A associação de lesões endodônticas e DM foi resumida em várias revisões publicadas. Uma revisão de 2012 examinou estudos animais e clínicos⁹. Os modelos animais com diabetes tipo 1 e tipo 2 indicaram que a diabetes estava associada à maior reabsorção radicular e do osso periapical, além de uma maior resposta inflamatória nos tecidos pulpares. Revisões clínicas posteriores chegaram a conclusões semelhantes⁹ ¹⁰ ¹¹ ¹² ¹³ ¹⁴ ¹⁵ ¹⁶, e relataram uma associação de lesões apicais maiores com o aumento da hemoglobina glicada (HbA1c) e de citocinas inflamatórias no sangue.
Uma revisão publicada em 2020¹⁵ também incluiu estudos clínicos em animais e humanos. A análise dos estudos clínicos indicou que se uma pessoa tivesse um diagnóstico de DM tipo 2, o risco aumentado de ter um dente com periodontite apical era de 1,17 (p=0,02), e o risco aumentado de um paciente ter pelo menos um dente com periodontite apical era de 1,55 (não significativo).

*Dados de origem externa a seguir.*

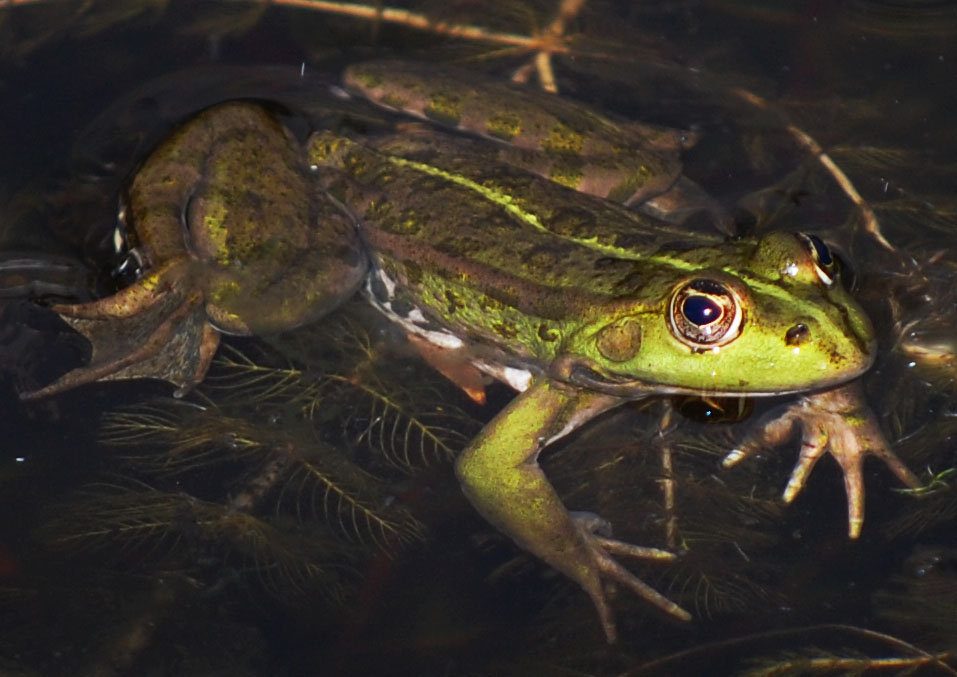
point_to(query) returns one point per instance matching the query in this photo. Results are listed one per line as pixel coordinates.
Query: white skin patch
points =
(515, 377)
(413, 322)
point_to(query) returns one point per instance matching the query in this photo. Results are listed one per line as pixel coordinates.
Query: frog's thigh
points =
(501, 477)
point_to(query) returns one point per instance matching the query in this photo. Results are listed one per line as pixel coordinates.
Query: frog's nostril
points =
(797, 335)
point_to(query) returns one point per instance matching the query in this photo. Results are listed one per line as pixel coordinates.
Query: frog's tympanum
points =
(578, 303)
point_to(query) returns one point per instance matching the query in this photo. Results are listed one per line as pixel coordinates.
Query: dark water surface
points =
(298, 514)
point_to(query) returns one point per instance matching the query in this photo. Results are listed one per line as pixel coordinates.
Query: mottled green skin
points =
(525, 273)
(577, 291)
(251, 213)
(223, 216)
(565, 141)
(507, 259)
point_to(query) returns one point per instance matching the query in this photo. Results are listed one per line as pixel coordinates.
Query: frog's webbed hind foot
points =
(602, 548)
(140, 333)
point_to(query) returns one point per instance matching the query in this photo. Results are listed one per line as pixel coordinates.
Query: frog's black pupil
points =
(700, 310)
(822, 250)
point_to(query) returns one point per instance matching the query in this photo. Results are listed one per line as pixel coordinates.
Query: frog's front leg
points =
(836, 421)
(500, 475)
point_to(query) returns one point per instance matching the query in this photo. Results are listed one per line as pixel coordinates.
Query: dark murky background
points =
(132, 540)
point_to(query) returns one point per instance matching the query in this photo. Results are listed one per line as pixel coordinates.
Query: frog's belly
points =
(380, 291)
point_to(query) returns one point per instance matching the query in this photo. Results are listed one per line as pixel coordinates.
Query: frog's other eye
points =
(825, 264)
(705, 313)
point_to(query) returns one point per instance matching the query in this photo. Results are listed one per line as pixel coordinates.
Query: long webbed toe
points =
(837, 422)
(165, 336)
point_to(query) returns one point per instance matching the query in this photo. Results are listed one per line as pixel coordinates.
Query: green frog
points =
(577, 302)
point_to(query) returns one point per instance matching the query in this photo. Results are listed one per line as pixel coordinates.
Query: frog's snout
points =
(797, 335)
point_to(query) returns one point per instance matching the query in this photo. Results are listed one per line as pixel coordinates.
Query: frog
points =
(578, 303)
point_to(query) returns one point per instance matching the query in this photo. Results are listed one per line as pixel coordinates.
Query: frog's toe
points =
(602, 548)
(167, 336)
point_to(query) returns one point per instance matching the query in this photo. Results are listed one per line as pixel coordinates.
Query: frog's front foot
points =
(838, 422)
(156, 328)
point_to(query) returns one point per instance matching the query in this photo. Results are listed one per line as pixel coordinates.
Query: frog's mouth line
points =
(618, 385)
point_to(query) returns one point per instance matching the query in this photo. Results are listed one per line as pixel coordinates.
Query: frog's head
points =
(759, 318)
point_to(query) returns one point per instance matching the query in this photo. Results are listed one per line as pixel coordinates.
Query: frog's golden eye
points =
(825, 264)
(705, 313)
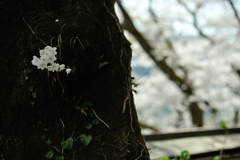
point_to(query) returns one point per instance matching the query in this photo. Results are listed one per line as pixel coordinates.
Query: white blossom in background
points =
(210, 67)
(46, 60)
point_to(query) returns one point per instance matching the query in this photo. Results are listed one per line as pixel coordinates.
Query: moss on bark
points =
(98, 39)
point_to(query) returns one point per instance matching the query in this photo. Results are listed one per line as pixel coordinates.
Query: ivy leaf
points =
(216, 158)
(60, 158)
(95, 122)
(49, 142)
(223, 124)
(88, 126)
(185, 155)
(68, 144)
(83, 112)
(43, 137)
(34, 95)
(85, 139)
(30, 89)
(49, 154)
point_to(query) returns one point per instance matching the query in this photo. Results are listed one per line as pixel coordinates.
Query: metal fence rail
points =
(177, 135)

Vários estudos individuais merecem ser mencionados. A avaliação da relação da patologia apical com o estado de diabetes comparou pacientes sem DM com aqueles com doença (tanto pacientes metabolicamente bem controlados como mal controlados17). A periodontite apical foi mais frequente em pacientes com DM do que em pacientes sem DM (13,5% vs. 11,8%). Além disso, os pacientes com DM tinham um maior número de dentes que receberam terapia endodôntica em comparação aos grupos controles (4,2% vs. 1,8%; p = 0,001). É interessante notar também que os pacientes com DM não controlada tinham uma maior prevalência de PA do que aqueles com DM bem controlada (18,3 vs. 9,2; p = 0,001).
Por fim, pacientes com DM são propensos à infecção pelo fungo Candida albicans¹⁹. Foi observado um aumento da presença de C. albicans em sítios periodontais e em amostras colhidas do canal radicular em pacientes com DM. Estes dados sugerem um possível papel desta espécie fúngica na patogénese tanto da doença periodontal como das infecções endodônticas quando a DM está presente.
Conclusão:
A revisão de artigos científicos sobre Medicina Endodôntica mostrou:
- Existe uma associação entre lesões endodônticas e doenças cardiovasculares e diabetes mellitus. A causa e o efeito não podem ser determinados porque a maioria dos estudos é transversal;
- Os mecanismos que explicam a associação entre periodontite apical, doença periodontal e diabetes são provavelmente similares àqueles que explicam a associação entre periodontite e estas condições. Especificamente, a infecção periapical provoca uma resposta inflamatória no hospedeiro, que pode contribuir para a carga inflamatória sistêmica;
- Conceitualmente, a relação entre a periodontite apical e a diabetes parece ser bidirecional, ou seja, a PA pode contribuir para o risco de DM através de um aumento da carga inflamatória sistêmica, e a DM pode contribuir para a gravidade da PA. No entanto, são necessários estudos longitudinais para confirmar esta afirmação;
- Todos os pacientes atendidos no consultório odontológico são avaliados quanto à doença periodontal e problemas endodônticos. Essa avaliação assume especial importância para pacientes odontológicos com diagnóstico de DCV e/ou DM. A prevalência e a gravidade das lesões endodônticas são maiores nestes pacientes e, quando presentes, podem contribuir para a carga inflamatória sistêmica. Portanto, a prevenção da cárie e o tratamento das lesões endodônticas existentes devem ser enfatizados.